Jones has a long history with illegal performance enhancing drug use in his professional mixed martial arts career. According to a January 10, 2019 MMA Fighting article by Shaun Al-Shatti titled, “Jon Jones’ UFC 232 drug tests come back clean” Jones is no stranger to running afoul of the regulatory commissions.
“Jones, 31, is a two-time offender of the USADA testing program, having failed drug tests in both 2016 and 2017 in relation to fights against Daniel Cormier. Jones first tested positive for clomiphene, an anti-estrogenic substance, and letrozole, an aromatase inhibitor, in July 2016 just days out from his scheduled UFC 200 fight against Cormier. He then tested positive for the anabolic agent oral Turinabol in a July 2017 test administered the day before his UFC 214 rematch against Cormier. Jones defeated Cormier via third-round knockout, however the result was subsequently overturned into a no contest.”
Fighters popping positive for performance enhancing drugs is nothing new, even under the USADA era of the UFC fighters are still testing positive for a litany of banned substances on a regular basis. The anti-doping measures undertaken by the UFC were always a feel-good measure, an attempt to treat a bullet wound with a band-aid. It was an effort to add further legitimacy to the sport in the eyes of the public, while refusing to recognize the inherent culture within not only mixed martial arts, but combat sports themselves, where people’s health and thus future depend on being as physically fit and prepared as possible for the realities and rigors of combat sports.
When the sports top draws, the biggest stars in the game, revenue shakers and money makers start succumbing to the feel-good measures put in place for aesthetic purposes only the bottom line starts to suffer. When the bottom line starts to suffer, the problems are quickly identified and solutions are found. In this case, the problem was the one of the organizations best fighters is perpetually testing positive for illegal, banned substances. The solution was to find scientific experts who were able to explain away the repeated positive tests so that the show can go on.
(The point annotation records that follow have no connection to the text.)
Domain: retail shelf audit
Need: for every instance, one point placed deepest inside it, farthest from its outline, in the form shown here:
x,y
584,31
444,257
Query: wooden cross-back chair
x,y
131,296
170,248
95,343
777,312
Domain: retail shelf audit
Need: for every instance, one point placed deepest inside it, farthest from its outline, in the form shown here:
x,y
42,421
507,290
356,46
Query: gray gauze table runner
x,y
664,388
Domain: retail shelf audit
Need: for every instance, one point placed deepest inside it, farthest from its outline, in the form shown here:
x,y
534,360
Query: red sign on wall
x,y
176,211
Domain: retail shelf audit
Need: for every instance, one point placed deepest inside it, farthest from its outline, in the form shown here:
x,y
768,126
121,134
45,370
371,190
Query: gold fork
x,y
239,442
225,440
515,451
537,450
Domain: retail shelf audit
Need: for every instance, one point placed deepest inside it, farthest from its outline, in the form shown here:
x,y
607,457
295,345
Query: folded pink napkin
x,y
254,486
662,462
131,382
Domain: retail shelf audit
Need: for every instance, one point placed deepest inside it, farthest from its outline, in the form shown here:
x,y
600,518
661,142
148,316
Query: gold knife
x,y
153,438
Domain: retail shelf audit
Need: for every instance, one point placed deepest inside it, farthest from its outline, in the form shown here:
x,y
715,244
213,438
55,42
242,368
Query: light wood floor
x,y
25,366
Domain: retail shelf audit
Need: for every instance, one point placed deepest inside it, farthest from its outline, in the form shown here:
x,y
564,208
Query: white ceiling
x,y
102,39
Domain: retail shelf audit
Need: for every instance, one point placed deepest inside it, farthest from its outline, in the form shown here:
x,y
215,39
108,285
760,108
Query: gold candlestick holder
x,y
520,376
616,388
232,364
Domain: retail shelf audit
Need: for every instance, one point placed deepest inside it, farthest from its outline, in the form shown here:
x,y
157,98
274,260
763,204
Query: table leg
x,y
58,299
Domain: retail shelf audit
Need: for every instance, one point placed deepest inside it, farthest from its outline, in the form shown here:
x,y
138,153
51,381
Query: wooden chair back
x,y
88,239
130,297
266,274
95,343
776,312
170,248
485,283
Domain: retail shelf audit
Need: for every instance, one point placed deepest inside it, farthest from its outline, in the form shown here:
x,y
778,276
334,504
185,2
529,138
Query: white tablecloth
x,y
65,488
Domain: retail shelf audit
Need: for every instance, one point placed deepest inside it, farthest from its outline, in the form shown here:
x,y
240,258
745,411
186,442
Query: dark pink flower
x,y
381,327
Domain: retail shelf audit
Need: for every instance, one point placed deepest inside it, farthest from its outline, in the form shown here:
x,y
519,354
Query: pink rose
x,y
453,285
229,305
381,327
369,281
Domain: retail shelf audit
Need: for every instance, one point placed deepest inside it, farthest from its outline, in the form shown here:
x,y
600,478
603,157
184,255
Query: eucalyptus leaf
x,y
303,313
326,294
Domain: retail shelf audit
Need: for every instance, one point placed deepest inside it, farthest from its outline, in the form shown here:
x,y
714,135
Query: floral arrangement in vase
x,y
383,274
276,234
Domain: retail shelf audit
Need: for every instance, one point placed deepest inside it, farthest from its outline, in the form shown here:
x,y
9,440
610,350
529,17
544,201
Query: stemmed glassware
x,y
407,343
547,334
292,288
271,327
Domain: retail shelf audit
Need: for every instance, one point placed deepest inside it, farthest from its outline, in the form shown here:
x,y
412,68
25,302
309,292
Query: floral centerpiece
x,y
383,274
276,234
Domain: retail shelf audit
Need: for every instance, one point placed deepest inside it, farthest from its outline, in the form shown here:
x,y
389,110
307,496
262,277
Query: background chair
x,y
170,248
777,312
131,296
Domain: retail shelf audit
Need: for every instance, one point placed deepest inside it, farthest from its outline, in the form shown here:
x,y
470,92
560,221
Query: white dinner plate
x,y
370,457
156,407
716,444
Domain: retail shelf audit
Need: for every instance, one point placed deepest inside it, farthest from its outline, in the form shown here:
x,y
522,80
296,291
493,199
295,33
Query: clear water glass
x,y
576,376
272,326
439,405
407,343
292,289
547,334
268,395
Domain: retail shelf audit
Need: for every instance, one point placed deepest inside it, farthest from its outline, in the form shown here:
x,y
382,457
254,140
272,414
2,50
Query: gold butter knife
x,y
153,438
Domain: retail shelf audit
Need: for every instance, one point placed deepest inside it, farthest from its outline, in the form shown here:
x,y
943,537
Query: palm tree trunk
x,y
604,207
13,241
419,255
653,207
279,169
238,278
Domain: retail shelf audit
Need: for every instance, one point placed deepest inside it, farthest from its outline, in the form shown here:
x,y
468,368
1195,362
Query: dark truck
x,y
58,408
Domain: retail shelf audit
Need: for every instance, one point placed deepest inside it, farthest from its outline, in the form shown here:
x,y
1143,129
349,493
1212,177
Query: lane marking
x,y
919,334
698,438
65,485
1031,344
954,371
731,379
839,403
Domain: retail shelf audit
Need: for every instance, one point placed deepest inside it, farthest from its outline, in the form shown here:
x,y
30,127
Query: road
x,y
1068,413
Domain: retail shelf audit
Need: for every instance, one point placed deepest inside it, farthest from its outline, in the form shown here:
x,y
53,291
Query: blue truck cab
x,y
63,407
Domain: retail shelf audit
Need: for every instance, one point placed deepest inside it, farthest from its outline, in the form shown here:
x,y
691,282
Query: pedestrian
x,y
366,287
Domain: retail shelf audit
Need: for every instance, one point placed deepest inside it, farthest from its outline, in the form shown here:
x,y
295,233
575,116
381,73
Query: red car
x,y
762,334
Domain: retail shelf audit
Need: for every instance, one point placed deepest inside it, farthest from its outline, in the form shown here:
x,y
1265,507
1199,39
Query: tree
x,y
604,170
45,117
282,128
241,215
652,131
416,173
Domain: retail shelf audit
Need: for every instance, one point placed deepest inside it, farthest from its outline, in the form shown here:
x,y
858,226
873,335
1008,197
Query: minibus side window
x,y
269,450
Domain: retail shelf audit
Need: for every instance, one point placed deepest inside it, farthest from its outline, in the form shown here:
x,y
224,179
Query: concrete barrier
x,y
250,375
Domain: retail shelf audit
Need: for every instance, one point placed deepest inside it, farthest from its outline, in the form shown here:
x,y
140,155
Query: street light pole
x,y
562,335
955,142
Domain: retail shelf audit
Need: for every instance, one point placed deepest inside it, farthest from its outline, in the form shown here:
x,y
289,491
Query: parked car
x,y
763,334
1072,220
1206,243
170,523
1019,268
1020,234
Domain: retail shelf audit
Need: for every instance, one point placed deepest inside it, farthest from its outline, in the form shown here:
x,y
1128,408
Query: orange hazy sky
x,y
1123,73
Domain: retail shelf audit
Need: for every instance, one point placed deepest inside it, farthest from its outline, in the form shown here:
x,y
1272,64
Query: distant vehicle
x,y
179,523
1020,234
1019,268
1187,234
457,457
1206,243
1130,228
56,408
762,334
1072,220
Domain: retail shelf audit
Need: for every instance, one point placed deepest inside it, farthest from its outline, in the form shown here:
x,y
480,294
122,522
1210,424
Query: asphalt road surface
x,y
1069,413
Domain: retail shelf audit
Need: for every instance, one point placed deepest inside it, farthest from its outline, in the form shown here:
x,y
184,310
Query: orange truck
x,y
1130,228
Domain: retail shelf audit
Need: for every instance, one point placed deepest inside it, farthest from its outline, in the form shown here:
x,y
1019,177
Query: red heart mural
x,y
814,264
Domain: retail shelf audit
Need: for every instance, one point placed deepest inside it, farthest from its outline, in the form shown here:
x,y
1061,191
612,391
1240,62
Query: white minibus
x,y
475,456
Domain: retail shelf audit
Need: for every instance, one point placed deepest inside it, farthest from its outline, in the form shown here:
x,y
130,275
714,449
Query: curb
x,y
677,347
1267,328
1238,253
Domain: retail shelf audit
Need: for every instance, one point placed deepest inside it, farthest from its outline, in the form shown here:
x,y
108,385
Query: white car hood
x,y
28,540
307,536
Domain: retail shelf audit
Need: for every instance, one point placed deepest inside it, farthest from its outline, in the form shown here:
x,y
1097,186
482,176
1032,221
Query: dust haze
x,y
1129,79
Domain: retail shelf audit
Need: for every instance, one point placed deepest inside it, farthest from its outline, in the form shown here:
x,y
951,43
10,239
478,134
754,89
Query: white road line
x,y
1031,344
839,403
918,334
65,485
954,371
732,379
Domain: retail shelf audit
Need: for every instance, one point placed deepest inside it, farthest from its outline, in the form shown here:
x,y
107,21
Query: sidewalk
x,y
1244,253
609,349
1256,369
At UFC 232, the show could not go on in Nevada due to Jones’s atypical test result which the NSAC refused to sanction so they moved the circus to California. Here we are, weeks later and the specter of the outer limits known as UFC 232 is still in our peripheral vision. Something has to give, either a zero-tolerance policy needs to be adopted or the entire performance enhancing drug paradigm needs to be re-evaluated. The current model is leaving more questions than answers and, in a sport, where legitimacy has been a long fought, hard battle the question of impropriety in combat sports still remains.